Seeing social proof can trigger fear of missing out (FOMO), a psychological phenomenon where people feel inspired to buy a product or service because they don't want to miss out on a great deal. Studies show that on social media, about 56% of users experience FOMO

Streamline navigation

Complicated checkout forms and signup pages can stop potential customers in their tracks. Streamlining your on-site navigation will ensure that consumers can quickly and easily sign up, browse your online store, and complete their order. 

The first area you should look at when working on your site navigation is cart visibility. When people come to your site and add items, they expect to have access to their cart without navigating to a separate page. 

Amazon is one of the best examples of a business that shows users exactly what's in their cart before they check out. If you want to see the items you've added and your total, simply hover over the cart button at the top right side of any page on their website. 

Next, take a look at the form users have to fill out to sign up or complete their purchase. How many fields do you have under each section? Ideally, you should have at most seven fields. The more information consumers have to provide before they can complete their purchase, the less likely they are to abandon their cart. 

It's vital that you improve the speed of your website to enhance UX. A slow site can have a negative impact on the ways consumers navigate your online store, resulting in higher than average bounce and abandonment rates. 

Step up customer service

Your customer service strategy is one of the most important decisions you'll have to make as a business owner or marketer.
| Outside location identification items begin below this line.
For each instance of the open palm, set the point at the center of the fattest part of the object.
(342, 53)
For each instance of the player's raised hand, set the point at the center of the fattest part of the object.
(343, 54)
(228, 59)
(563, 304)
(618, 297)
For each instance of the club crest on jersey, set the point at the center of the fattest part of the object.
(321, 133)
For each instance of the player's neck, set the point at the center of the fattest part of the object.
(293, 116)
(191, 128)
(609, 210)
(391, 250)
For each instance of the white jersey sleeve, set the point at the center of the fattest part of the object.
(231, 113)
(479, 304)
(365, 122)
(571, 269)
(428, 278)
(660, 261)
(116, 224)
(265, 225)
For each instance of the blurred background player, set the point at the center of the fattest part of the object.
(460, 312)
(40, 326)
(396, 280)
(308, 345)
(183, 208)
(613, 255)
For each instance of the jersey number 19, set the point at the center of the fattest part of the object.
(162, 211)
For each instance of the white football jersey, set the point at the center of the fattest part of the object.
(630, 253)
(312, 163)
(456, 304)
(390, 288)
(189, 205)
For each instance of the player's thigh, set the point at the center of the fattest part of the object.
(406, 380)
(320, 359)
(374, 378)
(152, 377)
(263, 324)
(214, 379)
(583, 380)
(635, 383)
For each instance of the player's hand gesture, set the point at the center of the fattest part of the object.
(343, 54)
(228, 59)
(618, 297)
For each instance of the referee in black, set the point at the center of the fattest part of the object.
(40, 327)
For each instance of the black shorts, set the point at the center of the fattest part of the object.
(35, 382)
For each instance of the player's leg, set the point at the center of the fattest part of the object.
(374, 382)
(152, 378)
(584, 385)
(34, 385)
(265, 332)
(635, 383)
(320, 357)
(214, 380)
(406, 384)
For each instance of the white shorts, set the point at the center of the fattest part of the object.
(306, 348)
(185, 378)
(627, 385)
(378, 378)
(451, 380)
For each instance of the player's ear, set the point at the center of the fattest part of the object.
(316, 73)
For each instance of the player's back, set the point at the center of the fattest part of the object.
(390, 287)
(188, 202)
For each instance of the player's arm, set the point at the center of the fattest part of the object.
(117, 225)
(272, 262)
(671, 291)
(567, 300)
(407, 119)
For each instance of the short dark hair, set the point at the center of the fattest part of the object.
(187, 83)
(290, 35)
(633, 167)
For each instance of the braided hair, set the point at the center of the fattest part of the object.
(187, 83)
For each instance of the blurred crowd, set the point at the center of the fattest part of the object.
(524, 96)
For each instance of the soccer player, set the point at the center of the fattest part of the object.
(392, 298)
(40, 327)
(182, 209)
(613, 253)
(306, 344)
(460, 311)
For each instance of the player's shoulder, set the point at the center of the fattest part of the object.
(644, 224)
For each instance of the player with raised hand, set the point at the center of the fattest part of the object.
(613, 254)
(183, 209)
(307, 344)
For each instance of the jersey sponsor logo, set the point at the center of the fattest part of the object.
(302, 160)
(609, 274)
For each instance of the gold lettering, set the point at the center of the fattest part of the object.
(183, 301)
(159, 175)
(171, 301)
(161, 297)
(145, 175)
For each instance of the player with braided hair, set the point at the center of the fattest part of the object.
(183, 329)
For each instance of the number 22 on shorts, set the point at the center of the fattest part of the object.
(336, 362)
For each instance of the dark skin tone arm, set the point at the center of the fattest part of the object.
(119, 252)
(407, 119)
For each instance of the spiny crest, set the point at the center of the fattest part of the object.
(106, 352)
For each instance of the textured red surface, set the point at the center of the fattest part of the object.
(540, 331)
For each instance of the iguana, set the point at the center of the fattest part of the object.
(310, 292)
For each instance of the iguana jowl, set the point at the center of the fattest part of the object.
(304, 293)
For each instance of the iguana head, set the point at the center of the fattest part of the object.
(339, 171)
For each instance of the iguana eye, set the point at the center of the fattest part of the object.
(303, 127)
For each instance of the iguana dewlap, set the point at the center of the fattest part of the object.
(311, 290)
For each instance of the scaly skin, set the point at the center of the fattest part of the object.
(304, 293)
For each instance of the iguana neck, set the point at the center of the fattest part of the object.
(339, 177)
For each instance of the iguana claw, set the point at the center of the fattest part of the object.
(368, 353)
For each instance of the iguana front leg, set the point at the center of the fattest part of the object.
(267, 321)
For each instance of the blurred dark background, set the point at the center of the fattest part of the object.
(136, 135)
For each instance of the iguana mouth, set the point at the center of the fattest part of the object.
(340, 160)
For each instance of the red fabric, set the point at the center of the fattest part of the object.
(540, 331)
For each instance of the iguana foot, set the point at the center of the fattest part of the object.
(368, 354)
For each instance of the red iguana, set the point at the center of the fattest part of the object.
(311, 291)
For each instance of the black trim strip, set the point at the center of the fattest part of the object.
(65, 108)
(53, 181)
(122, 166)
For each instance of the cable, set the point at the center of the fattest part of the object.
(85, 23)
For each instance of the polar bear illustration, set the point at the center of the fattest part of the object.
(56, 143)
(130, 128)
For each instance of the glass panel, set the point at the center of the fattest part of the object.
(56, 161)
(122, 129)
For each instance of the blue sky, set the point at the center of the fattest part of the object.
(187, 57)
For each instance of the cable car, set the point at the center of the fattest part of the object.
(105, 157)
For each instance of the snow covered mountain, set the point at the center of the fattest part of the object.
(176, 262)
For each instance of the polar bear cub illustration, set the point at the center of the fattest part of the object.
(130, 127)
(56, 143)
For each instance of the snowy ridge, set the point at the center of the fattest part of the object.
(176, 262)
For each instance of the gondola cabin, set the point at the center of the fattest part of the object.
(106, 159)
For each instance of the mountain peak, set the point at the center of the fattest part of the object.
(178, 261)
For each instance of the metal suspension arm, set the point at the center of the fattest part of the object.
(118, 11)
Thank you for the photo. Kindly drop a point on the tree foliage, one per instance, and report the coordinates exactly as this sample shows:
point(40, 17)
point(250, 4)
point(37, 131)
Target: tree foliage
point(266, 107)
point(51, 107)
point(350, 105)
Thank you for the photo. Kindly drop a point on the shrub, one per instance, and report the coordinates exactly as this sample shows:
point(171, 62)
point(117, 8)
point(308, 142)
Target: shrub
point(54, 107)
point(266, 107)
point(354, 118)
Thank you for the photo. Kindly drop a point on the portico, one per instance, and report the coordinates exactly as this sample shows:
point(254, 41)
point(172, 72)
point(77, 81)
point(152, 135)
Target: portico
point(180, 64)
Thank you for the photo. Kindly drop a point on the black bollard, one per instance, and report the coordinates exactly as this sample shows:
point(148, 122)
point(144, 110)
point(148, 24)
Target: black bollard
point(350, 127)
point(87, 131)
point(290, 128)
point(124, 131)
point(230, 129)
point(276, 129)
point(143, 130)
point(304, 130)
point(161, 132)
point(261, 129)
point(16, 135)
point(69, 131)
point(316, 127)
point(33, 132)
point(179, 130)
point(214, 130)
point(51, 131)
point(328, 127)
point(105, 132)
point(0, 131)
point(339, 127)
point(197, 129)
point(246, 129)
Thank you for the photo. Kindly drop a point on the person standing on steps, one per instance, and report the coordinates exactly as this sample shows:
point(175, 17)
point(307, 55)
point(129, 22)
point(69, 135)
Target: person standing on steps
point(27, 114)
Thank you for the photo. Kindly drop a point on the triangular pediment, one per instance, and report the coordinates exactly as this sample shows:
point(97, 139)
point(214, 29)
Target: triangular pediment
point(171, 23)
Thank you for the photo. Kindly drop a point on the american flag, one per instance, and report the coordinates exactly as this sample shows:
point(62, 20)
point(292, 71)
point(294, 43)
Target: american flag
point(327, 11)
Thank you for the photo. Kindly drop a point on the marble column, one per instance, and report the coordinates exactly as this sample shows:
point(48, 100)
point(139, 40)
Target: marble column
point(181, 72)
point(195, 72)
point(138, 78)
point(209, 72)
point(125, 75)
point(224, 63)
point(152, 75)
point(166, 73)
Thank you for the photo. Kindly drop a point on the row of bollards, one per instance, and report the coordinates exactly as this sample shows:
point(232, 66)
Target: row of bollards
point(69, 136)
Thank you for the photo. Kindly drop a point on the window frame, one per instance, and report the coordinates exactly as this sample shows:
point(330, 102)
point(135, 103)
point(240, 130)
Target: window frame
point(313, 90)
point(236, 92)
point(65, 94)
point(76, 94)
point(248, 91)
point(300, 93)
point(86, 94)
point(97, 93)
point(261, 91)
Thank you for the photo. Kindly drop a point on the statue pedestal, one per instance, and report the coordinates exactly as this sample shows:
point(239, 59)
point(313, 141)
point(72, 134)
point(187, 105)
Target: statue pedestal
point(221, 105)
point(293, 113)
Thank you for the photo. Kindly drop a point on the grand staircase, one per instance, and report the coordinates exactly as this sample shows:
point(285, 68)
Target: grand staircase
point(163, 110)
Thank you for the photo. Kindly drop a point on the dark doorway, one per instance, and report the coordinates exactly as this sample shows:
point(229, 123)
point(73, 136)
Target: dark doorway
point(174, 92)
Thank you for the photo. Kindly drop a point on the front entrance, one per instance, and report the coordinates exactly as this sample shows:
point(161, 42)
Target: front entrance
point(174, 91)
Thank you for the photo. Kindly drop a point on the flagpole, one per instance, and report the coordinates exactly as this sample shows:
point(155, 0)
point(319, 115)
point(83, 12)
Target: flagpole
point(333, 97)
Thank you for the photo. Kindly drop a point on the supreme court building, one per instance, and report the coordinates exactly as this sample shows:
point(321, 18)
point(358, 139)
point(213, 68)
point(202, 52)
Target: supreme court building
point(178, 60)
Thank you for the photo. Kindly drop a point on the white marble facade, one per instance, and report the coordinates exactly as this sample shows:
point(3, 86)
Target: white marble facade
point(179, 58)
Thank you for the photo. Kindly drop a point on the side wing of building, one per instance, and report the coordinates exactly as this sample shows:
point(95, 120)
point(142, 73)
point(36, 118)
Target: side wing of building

Consumers expect businesses to have 24-hour support if they have a question or concern. Failing to meet these needs will absolutely result in more people leaving your site or ignoring your brand in the future. 

If you can't have live support agents available every day, consider adding chatbots to your website. Combine a comprehensive chatbot strategy with a detailed FAQ and help page, and you can keep many of the consumers around that were ready to leave. 

Chatbots can take common issues and give users a direct answer or send an article that addresses their concerns. The best part about this technology is you can use it on your website and social media. 

There's a good chance your brand has a strong social media presence. You would be hard-pressed to find a company that doesn't actively try to grow their business using platforms like Facebook and Instagram. Consider that over three billion people use social media, and it's easy to see why this strategy is so crucial to business owners across all industries. 

If someone finds your brand on social media first – which is likely – you'll want to make sure that you can answer questions via direct messages. This tactic is particularly useful if you actively promote your prices and products on social media. When people are on the fence about taking advantage of an offer, a robust customer support team supplemented with chatbots can improve your chances of converting customers that may otherwise abandon your website. 

Cart abandonment is a problem that affects marketers and business owners across all industries. Our goal is to convert as many customers as possible by offering them a value proposition that they can't find anywhere else. 

As your business grows, you may see a shift in consumer behavior. Analyzing your analytics and social media data will help you pinpoint when customers leave your website, which can help you identify new trends. For instance, if you see that over half of your visitors bounce from your checkout page, it's time to do an in-depth analysis and find the source of this issue. 

Building strong relationships with your customers is pivotal to the success of your business. Understanding why people are leaving your site can help you make smart, proactive decisions that keep more people invested in your brand and reduce your cart abandonment rate.